AI Cybersecurity Innovation
The executive order says AI “has the potential to transform cyber defense by rapidly identifying new vulnerabilities, increasing the scale of threat detection techniques, and automating cyber defense. The Federal Government must accelerate the development and deployment of AI, explore ways to improve the cybersecurity of critical infrastructure using AI, and accelerate research at the intersection of AI and cybersecurity.”
AI cybersecurity implementation would start with a pilot program on the use of AI to improve critical infrastructure security in the energy sector.

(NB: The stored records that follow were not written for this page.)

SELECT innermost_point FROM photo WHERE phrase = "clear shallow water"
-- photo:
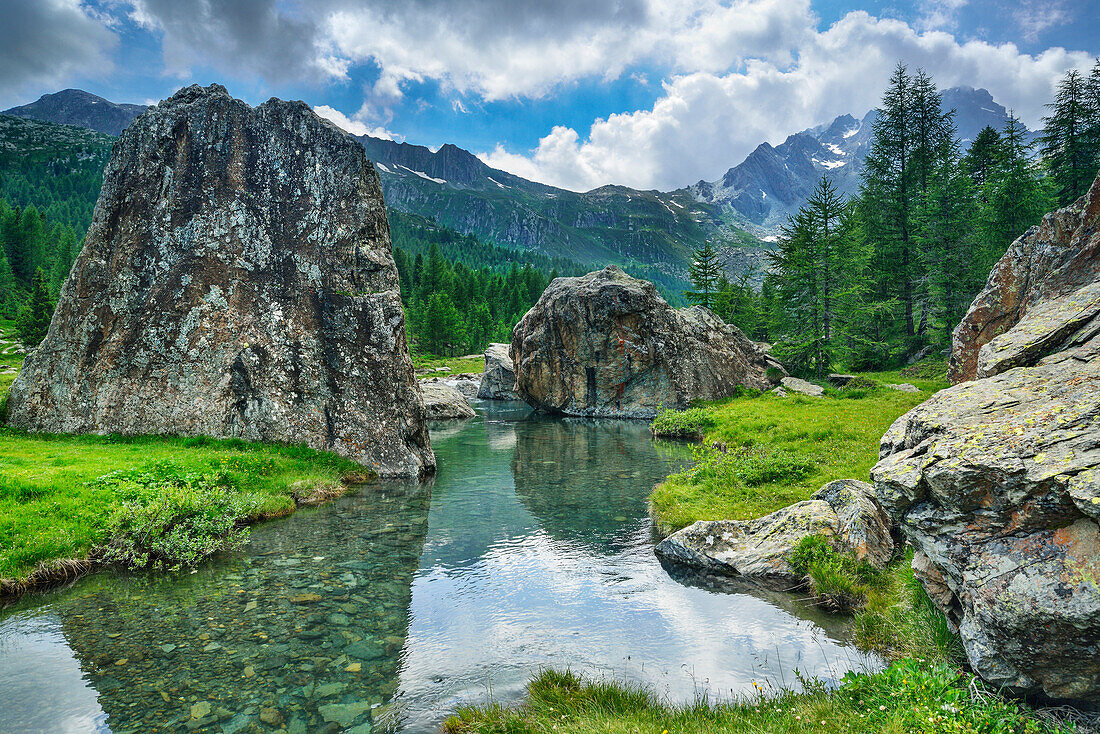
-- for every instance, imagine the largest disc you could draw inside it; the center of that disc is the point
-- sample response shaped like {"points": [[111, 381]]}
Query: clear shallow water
{"points": [[531, 549]]}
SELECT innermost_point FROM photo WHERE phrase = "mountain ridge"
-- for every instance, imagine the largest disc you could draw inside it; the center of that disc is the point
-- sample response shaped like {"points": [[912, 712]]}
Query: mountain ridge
{"points": [[81, 109], [652, 232]]}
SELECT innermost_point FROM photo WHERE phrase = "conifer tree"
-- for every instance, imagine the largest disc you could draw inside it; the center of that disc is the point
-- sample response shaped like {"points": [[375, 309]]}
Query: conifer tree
{"points": [[1068, 144], [704, 273], [980, 160], [821, 267], [890, 197], [9, 293], [1013, 196]]}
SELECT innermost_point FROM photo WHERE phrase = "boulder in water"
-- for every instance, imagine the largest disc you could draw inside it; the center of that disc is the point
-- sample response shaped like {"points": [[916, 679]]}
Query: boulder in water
{"points": [[606, 344], [441, 402], [844, 512], [237, 282], [498, 381]]}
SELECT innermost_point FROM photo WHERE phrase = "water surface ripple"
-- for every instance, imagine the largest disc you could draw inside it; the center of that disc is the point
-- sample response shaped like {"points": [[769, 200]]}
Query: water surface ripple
{"points": [[388, 609]]}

That program may gauge the effectiveness of AI technologies in detecting vulnerabilities, automating patch management, and identifying malicious threats.
The Department of Defense would start its own program on the use of “advanced AI models for cyber defense.”
The order asks science and research agencies to prioritize research on AI cybersecurity that meets the following criteria:
- Human-AI interaction methods to assist with defensive cyber analysis
- AI coding security assistance, including the security of AI-generated code
- Designing secure AI systems
- Methods for “prevention, response, remediation, and recovery of cyber incidents involving AI systems.”
Conclusion
Biden’s cybersecurity order is the culmination of four years which began even before the Colonial Pipeline incident with the SolarWinds software supply chain attack.
The order includes longer-term goals, including a three-year plan for modernizing federal information systems, networks, and practices, with a focus on zero-trust architectures, EDR capabilities, encryption, network segmentation, and phishing-resistant multi-factor authentication.